Slashdot Mirror
Wireless LAN Encryption Standard Broken
doug13 writes: "A Rice University student cracks 802.11x encryption protocol in a week. Here is how he did it." We mentioned the cryptographic paper that underlies this attack a few days ago.
← Back to Stories (view on slashdot.org)
Then I can associate with your access point, use the microsoft-bug-of-the-day to send a trojan to one of your mobile users, and then use *their* VPN connection to attack your network.
You *need* end-to-end encryption with strong authentication on *all* media (wired and wireless); it's ridiculous to assume that an end-user's workstation will provide what WEP can't.
How about adding a wireless IDS, and VPN access routers into your mix?

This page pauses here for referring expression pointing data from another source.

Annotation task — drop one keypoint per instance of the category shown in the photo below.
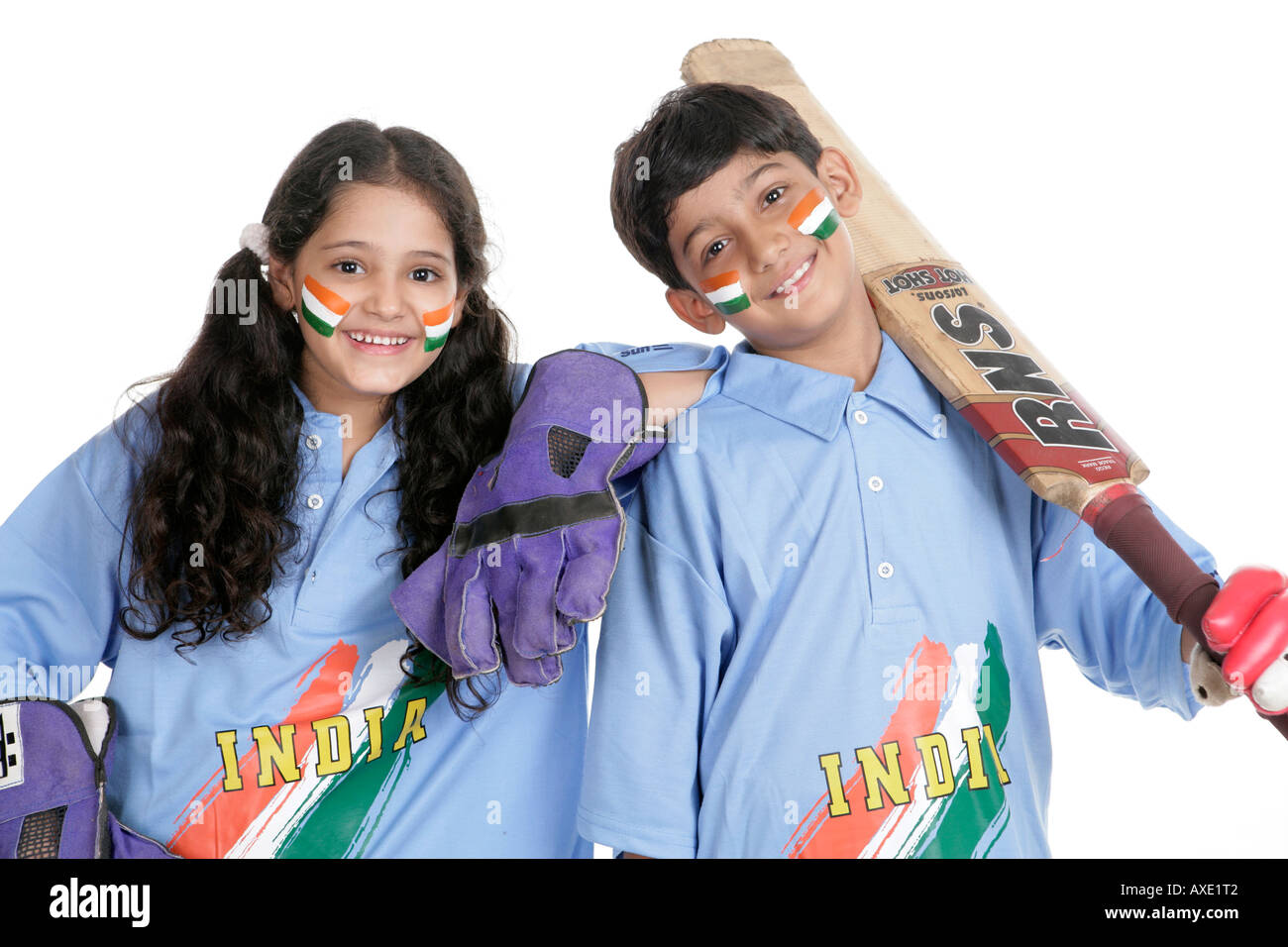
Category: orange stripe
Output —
(437, 317)
(224, 815)
(331, 300)
(717, 282)
(844, 836)
(806, 205)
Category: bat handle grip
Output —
(1124, 521)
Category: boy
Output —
(823, 634)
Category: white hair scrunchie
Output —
(256, 239)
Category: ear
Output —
(696, 311)
(281, 279)
(837, 171)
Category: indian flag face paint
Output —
(814, 215)
(437, 325)
(321, 307)
(725, 292)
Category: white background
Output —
(1111, 172)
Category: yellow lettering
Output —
(831, 766)
(877, 776)
(273, 754)
(936, 762)
(978, 777)
(333, 759)
(375, 716)
(227, 741)
(411, 723)
(1001, 771)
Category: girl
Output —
(230, 547)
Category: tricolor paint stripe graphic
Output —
(330, 814)
(814, 215)
(961, 822)
(321, 307)
(437, 325)
(725, 292)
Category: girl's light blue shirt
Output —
(303, 738)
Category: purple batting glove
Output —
(539, 528)
(54, 759)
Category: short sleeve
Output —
(59, 585)
(1091, 604)
(665, 638)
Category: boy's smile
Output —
(768, 222)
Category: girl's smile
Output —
(376, 344)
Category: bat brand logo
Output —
(1051, 416)
(925, 278)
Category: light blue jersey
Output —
(304, 738)
(823, 634)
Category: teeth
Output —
(791, 281)
(377, 339)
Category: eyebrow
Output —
(746, 183)
(365, 245)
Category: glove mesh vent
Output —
(42, 832)
(566, 450)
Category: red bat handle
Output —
(1124, 521)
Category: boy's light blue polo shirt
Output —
(823, 635)
(303, 740)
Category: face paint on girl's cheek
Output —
(321, 307)
(725, 292)
(814, 215)
(437, 325)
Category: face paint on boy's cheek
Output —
(814, 215)
(321, 307)
(725, 292)
(438, 324)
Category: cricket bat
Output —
(979, 360)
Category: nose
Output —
(765, 248)
(385, 300)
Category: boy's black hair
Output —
(692, 134)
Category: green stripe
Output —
(828, 227)
(320, 325)
(970, 812)
(734, 305)
(342, 822)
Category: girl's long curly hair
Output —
(224, 468)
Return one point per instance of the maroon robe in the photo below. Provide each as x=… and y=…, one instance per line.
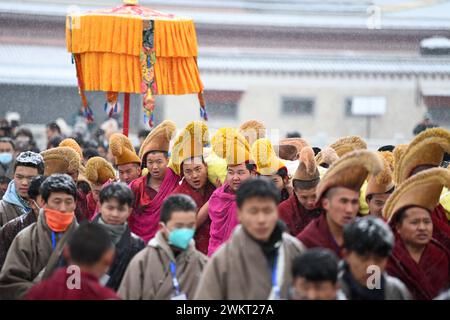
x=55, y=288
x=91, y=206
x=202, y=233
x=81, y=210
x=317, y=234
x=294, y=215
x=426, y=279
x=441, y=228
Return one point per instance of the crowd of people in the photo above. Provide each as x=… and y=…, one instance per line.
x=228, y=217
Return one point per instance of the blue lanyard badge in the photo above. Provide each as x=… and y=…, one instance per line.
x=176, y=284
x=53, y=240
x=178, y=294
x=275, y=286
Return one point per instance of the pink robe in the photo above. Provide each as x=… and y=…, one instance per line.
x=223, y=213
x=144, y=219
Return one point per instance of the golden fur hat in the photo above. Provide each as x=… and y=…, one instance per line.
x=427, y=148
x=421, y=190
x=326, y=156
x=60, y=160
x=252, y=130
x=189, y=143
x=159, y=138
x=307, y=169
x=230, y=145
x=98, y=170
x=122, y=150
x=350, y=171
x=267, y=162
x=383, y=181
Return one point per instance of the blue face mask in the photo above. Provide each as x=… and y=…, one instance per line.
x=180, y=238
x=5, y=157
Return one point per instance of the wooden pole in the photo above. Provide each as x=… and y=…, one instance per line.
x=126, y=113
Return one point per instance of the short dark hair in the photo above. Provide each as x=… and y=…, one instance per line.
x=118, y=191
x=305, y=185
x=35, y=185
x=317, y=264
x=8, y=140
x=176, y=202
x=55, y=141
x=370, y=196
x=282, y=172
x=88, y=244
x=400, y=215
x=369, y=236
x=257, y=187
x=30, y=159
x=58, y=183
x=316, y=150
x=5, y=179
x=54, y=126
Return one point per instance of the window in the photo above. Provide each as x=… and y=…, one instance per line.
x=222, y=104
x=365, y=106
x=297, y=106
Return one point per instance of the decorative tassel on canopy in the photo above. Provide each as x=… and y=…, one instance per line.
x=133, y=49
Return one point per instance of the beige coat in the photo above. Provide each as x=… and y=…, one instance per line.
x=148, y=275
x=31, y=258
x=239, y=269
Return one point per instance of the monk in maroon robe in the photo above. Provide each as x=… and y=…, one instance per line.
x=295, y=215
x=196, y=185
x=419, y=260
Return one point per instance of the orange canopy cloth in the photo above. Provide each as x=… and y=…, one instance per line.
x=109, y=43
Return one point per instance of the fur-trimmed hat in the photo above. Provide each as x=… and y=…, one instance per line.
x=252, y=130
x=159, y=138
x=71, y=143
x=383, y=181
x=307, y=171
x=421, y=190
x=98, y=170
x=189, y=144
x=427, y=148
x=289, y=148
x=326, y=156
x=230, y=145
x=60, y=160
x=350, y=171
x=122, y=149
x=267, y=162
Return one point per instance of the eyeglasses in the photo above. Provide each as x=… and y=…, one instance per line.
x=21, y=177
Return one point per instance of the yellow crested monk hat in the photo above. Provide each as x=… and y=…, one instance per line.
x=189, y=144
x=383, y=181
x=158, y=139
x=427, y=149
x=230, y=145
x=60, y=160
x=98, y=170
x=122, y=150
x=350, y=171
x=421, y=190
x=266, y=160
x=307, y=173
x=252, y=130
x=342, y=146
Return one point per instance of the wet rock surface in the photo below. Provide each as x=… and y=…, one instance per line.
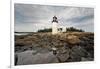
x=70, y=47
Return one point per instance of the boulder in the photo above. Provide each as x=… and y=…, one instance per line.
x=77, y=52
x=63, y=54
x=72, y=39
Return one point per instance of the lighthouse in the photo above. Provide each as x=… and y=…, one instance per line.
x=54, y=25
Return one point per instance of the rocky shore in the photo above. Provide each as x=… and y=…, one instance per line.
x=37, y=48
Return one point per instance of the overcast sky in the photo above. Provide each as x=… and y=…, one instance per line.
x=31, y=17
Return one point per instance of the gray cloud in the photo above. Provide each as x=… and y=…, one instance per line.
x=31, y=17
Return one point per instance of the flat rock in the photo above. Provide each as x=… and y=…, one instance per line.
x=28, y=57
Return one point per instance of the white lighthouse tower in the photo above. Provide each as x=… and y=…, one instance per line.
x=54, y=25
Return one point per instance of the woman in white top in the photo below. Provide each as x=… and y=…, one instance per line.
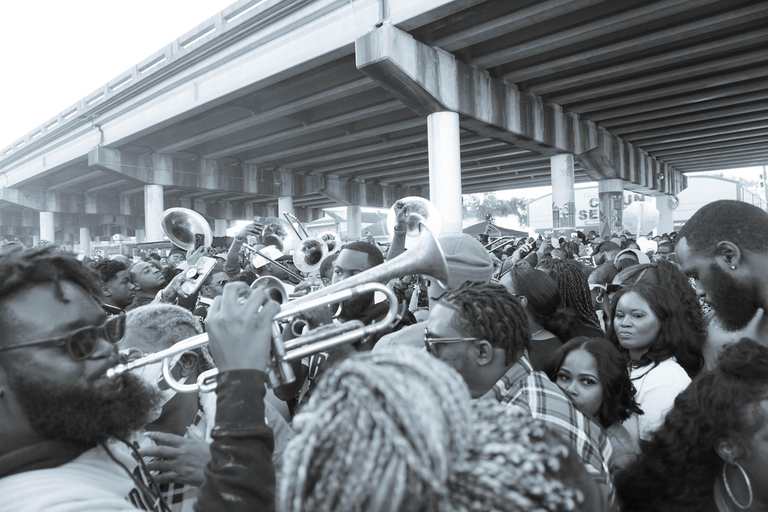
x=663, y=351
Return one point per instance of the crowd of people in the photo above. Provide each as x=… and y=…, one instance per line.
x=549, y=374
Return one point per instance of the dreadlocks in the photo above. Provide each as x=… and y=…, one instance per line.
x=381, y=433
x=488, y=311
x=574, y=290
x=24, y=269
x=394, y=431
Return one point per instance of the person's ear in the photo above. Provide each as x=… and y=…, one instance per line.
x=484, y=352
x=188, y=363
x=729, y=451
x=730, y=252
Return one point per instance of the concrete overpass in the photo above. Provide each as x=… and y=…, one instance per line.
x=283, y=105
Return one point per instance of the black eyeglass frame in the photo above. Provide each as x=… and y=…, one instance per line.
x=430, y=341
x=112, y=331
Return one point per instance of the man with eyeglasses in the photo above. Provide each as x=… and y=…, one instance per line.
x=481, y=330
x=62, y=419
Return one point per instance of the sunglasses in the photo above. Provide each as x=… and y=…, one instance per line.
x=430, y=341
x=82, y=343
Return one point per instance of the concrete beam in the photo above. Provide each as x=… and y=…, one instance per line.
x=359, y=193
x=432, y=80
x=614, y=158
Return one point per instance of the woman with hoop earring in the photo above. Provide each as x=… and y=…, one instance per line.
x=711, y=453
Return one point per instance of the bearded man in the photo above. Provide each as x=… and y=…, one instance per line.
x=62, y=420
x=724, y=248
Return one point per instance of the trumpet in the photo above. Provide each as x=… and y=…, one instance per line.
x=426, y=258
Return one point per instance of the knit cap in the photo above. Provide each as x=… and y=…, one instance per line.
x=467, y=260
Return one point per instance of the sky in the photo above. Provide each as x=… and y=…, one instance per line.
x=64, y=50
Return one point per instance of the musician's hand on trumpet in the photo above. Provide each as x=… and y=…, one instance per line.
x=240, y=328
x=253, y=229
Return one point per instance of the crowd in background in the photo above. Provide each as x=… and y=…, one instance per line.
x=558, y=373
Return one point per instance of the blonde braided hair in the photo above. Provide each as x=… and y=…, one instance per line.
x=380, y=434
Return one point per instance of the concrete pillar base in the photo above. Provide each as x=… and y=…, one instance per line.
x=445, y=169
x=563, y=193
x=47, y=227
x=611, y=194
x=354, y=223
x=220, y=227
x=153, y=209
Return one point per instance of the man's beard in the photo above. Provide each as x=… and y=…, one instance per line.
x=734, y=304
x=83, y=415
x=352, y=309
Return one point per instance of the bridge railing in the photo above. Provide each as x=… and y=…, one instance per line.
x=237, y=16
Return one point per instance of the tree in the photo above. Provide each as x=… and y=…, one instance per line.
x=479, y=205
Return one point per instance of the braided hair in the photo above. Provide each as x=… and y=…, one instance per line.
x=23, y=269
x=395, y=431
x=488, y=311
x=677, y=467
x=574, y=290
x=381, y=434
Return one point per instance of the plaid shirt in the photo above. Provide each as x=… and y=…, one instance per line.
x=545, y=401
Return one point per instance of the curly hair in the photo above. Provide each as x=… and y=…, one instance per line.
x=23, y=269
x=108, y=269
x=618, y=393
x=574, y=290
x=381, y=432
x=677, y=467
x=396, y=431
x=741, y=223
x=676, y=337
x=667, y=274
x=488, y=311
x=543, y=298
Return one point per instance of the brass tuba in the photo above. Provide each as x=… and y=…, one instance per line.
x=426, y=258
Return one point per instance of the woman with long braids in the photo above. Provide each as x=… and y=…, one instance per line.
x=711, y=454
x=574, y=295
x=550, y=324
x=651, y=329
x=395, y=431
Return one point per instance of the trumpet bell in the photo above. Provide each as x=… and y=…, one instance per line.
x=310, y=254
x=181, y=225
x=278, y=233
x=419, y=212
x=332, y=240
x=273, y=287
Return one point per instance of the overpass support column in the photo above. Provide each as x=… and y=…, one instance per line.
x=664, y=205
x=563, y=194
x=445, y=168
x=611, y=194
x=285, y=205
x=220, y=227
x=85, y=241
x=354, y=223
x=153, y=209
x=47, y=227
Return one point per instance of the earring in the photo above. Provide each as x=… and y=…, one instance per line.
x=728, y=487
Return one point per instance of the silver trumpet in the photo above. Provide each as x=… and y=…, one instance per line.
x=426, y=257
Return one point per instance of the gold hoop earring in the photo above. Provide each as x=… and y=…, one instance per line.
x=728, y=487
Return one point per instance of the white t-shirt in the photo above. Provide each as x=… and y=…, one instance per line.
x=656, y=390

And yes, my networks have both, and wired network equivalents, or a NICE BIG FAT SIGNOFF from the client stating that they've chosen to mitigate their risk in other ways.
I'm not sure you said what you meant. If it is an SSL connection to buystuff.com then your traffic is already encrypted. If you introduce a proxy into this you will break the SSL. The salient point about WEP that people tend to ignore is that it is not designed to provide security, only Wired Equivalent Privacy. And indeed, even with the recent announcements 802.11 is at least as secure as running Ethernet cables through your parking lot.
The problem of being able to access someone elses 802.11 network is totally different than the problems with WEP.
Si vis pacem, para bellum
The only thing more annoying than a Libertarian is an (un|mis)informed Libertarian
For one thing, most of these attacks rely on sophisticated equipment that isn't readily available for people to use. And as the authors point out, the simple fix is to use end-to-end encryption (e.g., SSH) instead of expecting the WEP do it for you -- just as you would if you were on a broadcast network through your ISP (e.g., Roadrunner).
There is a threat of abuse from people with serious resources (e.g., the governments of developed nations), but even that threat is small. For now.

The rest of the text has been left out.